I will try to keep it brief. Ref: Vol II No. 36,
Saturday, September 6, Subject ‘Latin Jazz with Jazzismo’. I am 65 years
old, married to a Thai woman and contended to the point that we rarely go
out in the evenings. But Jazz has been a lifelong interest.
Question: Why do I read about an event after it has
happened? Before retiring - 30 years in London with publications like
‘Time out’ and ‘City Limits’ - I knew what musicians were playing at
any venue, any time of the week.
I look forward to visiting ‘Blue Note’ - but I am
saving this experience for later.
My three years in Chiang Mai - sorry - only three
experiences of live music, each time by word of mouth information.
First experience: a poster in the Art University but when
a tuk-tuk driver brought me there, the security guard smiled, but had no
idea what I was looking for. Good fortune, a young Thai student with a bike
came by and took me to the right place.
Second experience: two of my private students called to
tell me about a Jazz performance, picked me up and took me there. A ten
piece band was performing and we had a great evening.
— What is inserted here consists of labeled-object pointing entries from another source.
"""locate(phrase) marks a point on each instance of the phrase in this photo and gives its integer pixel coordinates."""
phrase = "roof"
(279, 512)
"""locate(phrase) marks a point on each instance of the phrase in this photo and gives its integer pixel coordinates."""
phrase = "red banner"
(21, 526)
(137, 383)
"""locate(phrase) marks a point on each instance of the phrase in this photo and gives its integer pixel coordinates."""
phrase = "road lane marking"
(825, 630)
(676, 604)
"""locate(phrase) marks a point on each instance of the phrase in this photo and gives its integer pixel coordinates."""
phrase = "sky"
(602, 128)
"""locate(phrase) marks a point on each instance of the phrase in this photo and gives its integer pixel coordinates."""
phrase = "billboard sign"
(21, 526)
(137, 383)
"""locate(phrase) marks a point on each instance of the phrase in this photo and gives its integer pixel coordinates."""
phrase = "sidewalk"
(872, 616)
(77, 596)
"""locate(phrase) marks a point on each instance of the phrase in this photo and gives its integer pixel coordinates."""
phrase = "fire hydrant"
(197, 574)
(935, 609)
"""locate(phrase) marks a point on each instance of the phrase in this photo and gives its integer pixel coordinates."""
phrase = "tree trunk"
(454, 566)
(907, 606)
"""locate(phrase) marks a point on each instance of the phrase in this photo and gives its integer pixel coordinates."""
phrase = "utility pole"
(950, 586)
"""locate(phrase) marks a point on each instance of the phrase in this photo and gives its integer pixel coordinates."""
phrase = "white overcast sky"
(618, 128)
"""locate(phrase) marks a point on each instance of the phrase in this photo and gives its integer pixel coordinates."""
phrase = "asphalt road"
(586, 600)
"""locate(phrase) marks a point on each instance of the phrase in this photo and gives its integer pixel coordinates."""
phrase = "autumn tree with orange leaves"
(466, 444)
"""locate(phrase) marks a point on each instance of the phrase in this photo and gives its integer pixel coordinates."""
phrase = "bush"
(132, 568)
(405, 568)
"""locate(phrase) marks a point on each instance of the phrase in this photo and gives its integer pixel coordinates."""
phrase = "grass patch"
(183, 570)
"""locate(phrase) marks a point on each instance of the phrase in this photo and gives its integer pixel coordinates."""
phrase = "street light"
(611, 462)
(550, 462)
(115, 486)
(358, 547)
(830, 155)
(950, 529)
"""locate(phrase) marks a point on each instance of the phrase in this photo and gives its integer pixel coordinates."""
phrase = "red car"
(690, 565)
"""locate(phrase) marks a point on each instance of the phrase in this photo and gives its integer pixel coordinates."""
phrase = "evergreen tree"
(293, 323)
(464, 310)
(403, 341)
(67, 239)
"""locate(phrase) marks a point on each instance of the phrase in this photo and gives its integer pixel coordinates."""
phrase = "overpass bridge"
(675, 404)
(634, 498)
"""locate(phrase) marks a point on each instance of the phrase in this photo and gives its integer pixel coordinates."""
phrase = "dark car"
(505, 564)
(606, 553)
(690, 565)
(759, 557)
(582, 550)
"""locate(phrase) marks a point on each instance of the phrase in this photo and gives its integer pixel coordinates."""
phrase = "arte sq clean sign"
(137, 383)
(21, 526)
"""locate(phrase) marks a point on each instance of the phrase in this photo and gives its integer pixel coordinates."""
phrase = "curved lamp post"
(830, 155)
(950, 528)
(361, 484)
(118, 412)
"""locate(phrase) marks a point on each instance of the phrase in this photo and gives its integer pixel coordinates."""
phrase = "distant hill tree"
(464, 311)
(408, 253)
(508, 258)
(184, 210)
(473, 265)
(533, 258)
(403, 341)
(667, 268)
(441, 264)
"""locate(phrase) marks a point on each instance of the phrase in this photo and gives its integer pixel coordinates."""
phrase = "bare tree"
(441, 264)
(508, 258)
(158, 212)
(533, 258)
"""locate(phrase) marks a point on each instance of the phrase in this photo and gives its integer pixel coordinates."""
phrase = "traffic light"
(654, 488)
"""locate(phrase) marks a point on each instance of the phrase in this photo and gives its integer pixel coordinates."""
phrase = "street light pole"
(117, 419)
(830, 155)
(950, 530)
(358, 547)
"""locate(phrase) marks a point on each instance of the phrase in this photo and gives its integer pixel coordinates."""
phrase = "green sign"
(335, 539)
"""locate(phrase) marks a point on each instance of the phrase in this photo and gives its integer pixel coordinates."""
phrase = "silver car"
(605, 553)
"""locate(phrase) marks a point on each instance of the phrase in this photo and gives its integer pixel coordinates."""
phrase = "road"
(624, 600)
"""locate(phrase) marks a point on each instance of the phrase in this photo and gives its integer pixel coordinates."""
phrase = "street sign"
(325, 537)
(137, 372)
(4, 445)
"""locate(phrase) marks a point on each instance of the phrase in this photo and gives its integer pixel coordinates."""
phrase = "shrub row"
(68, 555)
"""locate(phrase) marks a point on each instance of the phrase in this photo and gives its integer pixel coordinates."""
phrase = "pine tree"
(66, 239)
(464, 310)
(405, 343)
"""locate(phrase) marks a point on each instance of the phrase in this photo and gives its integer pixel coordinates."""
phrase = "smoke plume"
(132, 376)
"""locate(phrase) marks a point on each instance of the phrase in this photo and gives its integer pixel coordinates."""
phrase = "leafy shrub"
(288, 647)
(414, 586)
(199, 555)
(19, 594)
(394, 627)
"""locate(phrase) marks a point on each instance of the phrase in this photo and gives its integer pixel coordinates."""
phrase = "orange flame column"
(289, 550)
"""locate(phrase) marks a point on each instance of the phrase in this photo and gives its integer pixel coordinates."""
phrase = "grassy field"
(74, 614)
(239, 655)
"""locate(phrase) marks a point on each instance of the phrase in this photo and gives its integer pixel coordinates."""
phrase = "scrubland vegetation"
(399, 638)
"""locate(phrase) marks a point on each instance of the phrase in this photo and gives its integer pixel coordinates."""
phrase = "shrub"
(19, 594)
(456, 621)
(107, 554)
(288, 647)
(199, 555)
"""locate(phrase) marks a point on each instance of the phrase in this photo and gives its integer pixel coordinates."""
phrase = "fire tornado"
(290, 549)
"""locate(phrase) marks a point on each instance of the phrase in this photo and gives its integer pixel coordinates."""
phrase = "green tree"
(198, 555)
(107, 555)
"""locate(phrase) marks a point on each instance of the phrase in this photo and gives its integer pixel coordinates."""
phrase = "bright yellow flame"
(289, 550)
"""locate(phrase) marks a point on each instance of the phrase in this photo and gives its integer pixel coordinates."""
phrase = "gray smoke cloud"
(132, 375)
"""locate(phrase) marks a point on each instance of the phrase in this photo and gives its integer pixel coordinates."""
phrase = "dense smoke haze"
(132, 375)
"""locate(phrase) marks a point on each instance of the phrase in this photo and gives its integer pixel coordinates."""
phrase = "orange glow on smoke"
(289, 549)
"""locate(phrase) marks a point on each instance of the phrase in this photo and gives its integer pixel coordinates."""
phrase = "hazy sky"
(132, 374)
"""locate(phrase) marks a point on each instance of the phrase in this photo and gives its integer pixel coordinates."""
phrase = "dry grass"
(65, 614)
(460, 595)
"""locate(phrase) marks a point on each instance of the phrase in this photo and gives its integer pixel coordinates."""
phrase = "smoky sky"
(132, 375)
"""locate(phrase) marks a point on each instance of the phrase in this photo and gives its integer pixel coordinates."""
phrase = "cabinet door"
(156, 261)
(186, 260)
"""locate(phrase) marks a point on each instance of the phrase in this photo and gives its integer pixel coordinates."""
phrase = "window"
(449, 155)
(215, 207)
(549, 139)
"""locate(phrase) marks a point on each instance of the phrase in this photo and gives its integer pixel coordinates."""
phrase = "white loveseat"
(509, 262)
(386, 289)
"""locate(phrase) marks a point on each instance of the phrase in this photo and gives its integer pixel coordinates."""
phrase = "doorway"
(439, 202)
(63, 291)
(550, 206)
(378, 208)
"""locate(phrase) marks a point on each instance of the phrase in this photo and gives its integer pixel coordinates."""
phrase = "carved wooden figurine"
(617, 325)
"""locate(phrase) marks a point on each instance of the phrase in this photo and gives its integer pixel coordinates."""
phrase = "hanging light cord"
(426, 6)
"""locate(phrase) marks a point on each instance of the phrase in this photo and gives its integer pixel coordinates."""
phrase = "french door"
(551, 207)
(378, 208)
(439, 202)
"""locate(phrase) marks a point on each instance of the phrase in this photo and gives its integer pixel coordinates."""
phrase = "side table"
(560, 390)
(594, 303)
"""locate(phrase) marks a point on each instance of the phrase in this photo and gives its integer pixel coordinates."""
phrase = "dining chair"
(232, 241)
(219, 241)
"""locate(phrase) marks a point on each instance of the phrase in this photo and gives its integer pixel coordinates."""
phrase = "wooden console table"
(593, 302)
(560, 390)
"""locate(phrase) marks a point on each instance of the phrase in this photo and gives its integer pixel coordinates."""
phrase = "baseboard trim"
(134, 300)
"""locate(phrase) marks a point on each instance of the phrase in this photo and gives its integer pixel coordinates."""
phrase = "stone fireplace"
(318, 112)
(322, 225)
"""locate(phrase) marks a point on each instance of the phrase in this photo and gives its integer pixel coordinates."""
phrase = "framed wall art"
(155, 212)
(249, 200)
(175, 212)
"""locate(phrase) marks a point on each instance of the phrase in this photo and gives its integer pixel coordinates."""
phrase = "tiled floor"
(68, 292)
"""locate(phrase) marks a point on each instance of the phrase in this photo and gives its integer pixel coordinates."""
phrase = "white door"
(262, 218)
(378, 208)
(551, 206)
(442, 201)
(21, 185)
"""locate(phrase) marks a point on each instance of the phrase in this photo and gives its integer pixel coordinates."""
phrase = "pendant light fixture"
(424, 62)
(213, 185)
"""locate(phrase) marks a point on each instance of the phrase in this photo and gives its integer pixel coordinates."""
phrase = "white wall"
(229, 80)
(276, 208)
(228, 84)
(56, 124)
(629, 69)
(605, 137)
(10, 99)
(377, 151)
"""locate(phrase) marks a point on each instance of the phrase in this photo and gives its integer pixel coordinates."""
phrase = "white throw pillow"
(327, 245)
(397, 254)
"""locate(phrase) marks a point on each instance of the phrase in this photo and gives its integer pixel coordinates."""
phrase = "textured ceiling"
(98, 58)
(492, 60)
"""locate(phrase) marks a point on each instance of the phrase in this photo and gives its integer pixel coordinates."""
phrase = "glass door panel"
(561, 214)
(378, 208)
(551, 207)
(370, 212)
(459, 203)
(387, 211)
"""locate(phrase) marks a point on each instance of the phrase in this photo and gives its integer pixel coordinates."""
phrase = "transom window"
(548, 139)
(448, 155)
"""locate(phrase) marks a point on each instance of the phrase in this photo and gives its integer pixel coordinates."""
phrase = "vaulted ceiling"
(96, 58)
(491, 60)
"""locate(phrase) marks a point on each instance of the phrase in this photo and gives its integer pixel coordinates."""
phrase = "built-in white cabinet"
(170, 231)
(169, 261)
Third experience: an American lady who I had never met
before or since, told me about a concert that very evening at Payap
University, a duet. Out of this world!
What about to teach people to list and inform you about
those kinds of things. You are in the ‘information industry’ and we here
in Chiang Mai rely on you. Tell those galleries, universities and pubs to
let you know about specials BEFORE they happen! It would be a win-win
situation for all. You have information and advertising. They have more
guests and we are all happy!
Ed’s note: This is, of course, a good suggestion, and
thank you for passing it along. We do try to promote every event like this
that we are aware of, and encourage anyone with an upcoming event to let us
know so that we might let others know. As for your pining for Jazz, you
might try keeping an eye on the “entertainment” section of the community
happenings pages (pg 10&11).
Public announcement from U.S. Consulate General Chiang Mai
Planning to travel to the U.S. on the Visa Waiver
Program? Starting October 1, 2003, you will need to have a machine-readable
A machine-readable passport has two rows of digits
running along the bottom of the biographic information/picture page, and all
biographic information is in typeface.
You are eligible to enter the United States without a
visa if you are planning to visit as a tourist (not study or work) for 90
days or less, have a round-trip ticket, and are a citizen of Andorra,
Australia, Austria, Belgium, Brunei, Denmark, Finland, France, Germany,
Iceland, Ireland, Italy, Japan, Liechtenstein, Luxembourg, Monaco,
Netherlands, New Zealand, Norway, Portugal, San Marino, Singapore, Slovenia,
Spain, Sweden, Switzerland, or the United Kingdom.
Please plan ahead for travel after October 1: If you are
otherwise eligible for the Visa Waiver Program but do not have a
machine-readable passport, you will still need to apply for a U.S. visa.